Märchen, nichts als Märchen

Märchen, nichts als Märchen

Geschminkt ins Bett zu gehen, soll die Haut schädigen. Mareen vermutet hinter dieser Behauptung eine Märchengeschichte.

Am Wochenende habe ich es mal wieder getan. Ich bin geschminkt ins Bett gegangen. Eine Tat, die ich nur selten begehe. Denn wenn ich da so im Bett liege und die getuschten Wimpern immer schwerer werden, kann ich an nichts anderes denken, als wie sich meine Zellen nachts fröhlich teilen und nach draußen an die Hautoberfläche kommen und dort anstelle von einer wunderbar duftenden, reichhaltigen Nachtcreme eine stinkende und bröckelnde Schicht Make Up finden. Aber manchmal geht es einfach nicht anders, manchmal ruft das Bett lauter.

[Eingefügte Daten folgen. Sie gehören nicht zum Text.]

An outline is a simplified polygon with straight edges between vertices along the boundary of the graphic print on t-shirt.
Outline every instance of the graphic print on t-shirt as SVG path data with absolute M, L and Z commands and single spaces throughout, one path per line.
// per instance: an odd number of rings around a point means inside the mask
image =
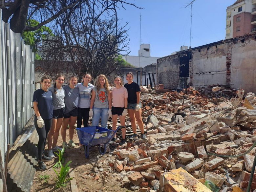
M 102 103 L 105 102 L 106 94 L 105 91 L 100 91 L 98 94 L 98 99 Z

Aber ist das wirklich so, dass die Haut uns das übel nimmt? Ich kenne Menschen, die schminken sich nie ab. Männer zum Beispiel. Gut, die benutzen kein Make up. Aber auch ihre Haut ist tagsüber Abgasen, Händen, Körperflüssigkeiten ausgesetzt. Und sie schmeißen sich vielleicht abends mal kurz ne Mütze Wasser ins Gesicht und das war es dann auch schon. Kriegen die Pickel davon? Oder Falten? Nicht, dass ich wüsste. Aber Männer kriegen auch keine Cellulite, Besenreißer oder Kinder. Deswegen sollte man hier auch nicht von Gerechtigkeit ausgehen.

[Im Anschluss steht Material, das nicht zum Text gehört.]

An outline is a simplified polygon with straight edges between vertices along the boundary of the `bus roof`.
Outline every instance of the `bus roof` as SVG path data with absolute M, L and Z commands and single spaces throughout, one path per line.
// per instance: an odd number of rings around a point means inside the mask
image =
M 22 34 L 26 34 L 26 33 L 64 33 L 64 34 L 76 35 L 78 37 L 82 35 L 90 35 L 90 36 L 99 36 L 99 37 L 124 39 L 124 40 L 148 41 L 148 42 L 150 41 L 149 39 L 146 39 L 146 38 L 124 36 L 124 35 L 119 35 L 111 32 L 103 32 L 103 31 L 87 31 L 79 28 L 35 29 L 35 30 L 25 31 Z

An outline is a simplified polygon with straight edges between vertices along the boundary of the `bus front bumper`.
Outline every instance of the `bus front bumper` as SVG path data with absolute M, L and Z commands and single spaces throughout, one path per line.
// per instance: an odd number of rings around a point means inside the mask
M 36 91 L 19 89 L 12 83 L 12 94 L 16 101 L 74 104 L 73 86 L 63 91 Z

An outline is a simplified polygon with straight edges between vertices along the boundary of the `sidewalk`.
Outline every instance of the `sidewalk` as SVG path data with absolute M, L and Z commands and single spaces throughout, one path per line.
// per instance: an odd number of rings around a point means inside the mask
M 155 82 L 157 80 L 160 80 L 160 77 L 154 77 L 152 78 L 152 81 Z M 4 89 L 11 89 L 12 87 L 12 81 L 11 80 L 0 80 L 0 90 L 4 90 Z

Also was habe ich nicht schon alles gehört. Diese Mythen, die sich um die Schönheit drehen. „Jedes Mal, wenn Du Dich nicht abschminkst, kriegst Du eine Falte oder alternativ einen Pickel!“. „Jede Zigarette, die Du rauchst, verkürzt Dein Leben um 5 Minuten!“ Ja, nee, ist klar! Klar, meine Haut ist muffelig, wenn sie statt Nachtcreme verschwitztes Make Up bekommt, aber deswegen schmiegt sie doch noch keine Rachepläne und macht mir mit Absicht nen Pickel oder eine Falte… Oder?

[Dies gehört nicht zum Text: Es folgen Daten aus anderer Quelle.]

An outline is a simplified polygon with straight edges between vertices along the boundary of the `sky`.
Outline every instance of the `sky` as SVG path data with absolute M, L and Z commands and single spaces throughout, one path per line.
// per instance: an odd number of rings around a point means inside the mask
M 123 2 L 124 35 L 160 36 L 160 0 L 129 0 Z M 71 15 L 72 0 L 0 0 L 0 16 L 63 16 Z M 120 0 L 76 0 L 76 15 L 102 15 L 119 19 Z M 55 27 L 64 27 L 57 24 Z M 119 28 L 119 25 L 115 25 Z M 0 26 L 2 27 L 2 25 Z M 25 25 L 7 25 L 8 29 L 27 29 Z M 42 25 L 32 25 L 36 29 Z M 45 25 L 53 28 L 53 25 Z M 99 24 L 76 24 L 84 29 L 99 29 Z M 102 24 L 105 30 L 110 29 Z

„Nachtcreme darf man nicht tagsüber benutzen!“ Das ist auch so ein Märchen. Ich sage nur, mal was riskieren und die Nachtcreme der Sonne aussetzen und abends der Haut die Tagescreme mit UV-Schutz anbieten! Ich verspreche Euch pures Adrenalin! Neulich habe ich mir mal wieder eine neue Pflegeserie gegönnt. Ich habe gleich voll zugelangt und die Apothekerin extrem glücklich gemacht, woraufhin sie mir auch gleich eine Tasche schenkte, wo ich „alles drin verstauen“ konnte. Nach ein paar Tagen stellte ich fest, dass die Tagescreme meine Haut nur unzureichend befriedigt. Die Nachtcreme hingegen hatte genau die richtige Textur, um mein Gesicht glücklich zu machen. Doch ich kam ins grübeln. Soll ich wirklich? Schließlich ist die Nachtcreme „nachtaktiv“ und macht irgendwelche Sachen, die sie nachts macht, ohne dass ich es mitbekomme. Was ist, wenn ich auf einmal tagsüber in den Spiegel gucke und da auf einmal lauter kleine grüne Männchen mit kleinen grünen Schwämmchen an meinem Gesicht rumschrubben und mich verdutzt angucken, warum ich überhaupt wach bin, schließlich arbeiten sie hier gerade im Auftrag einer NACHTcreme!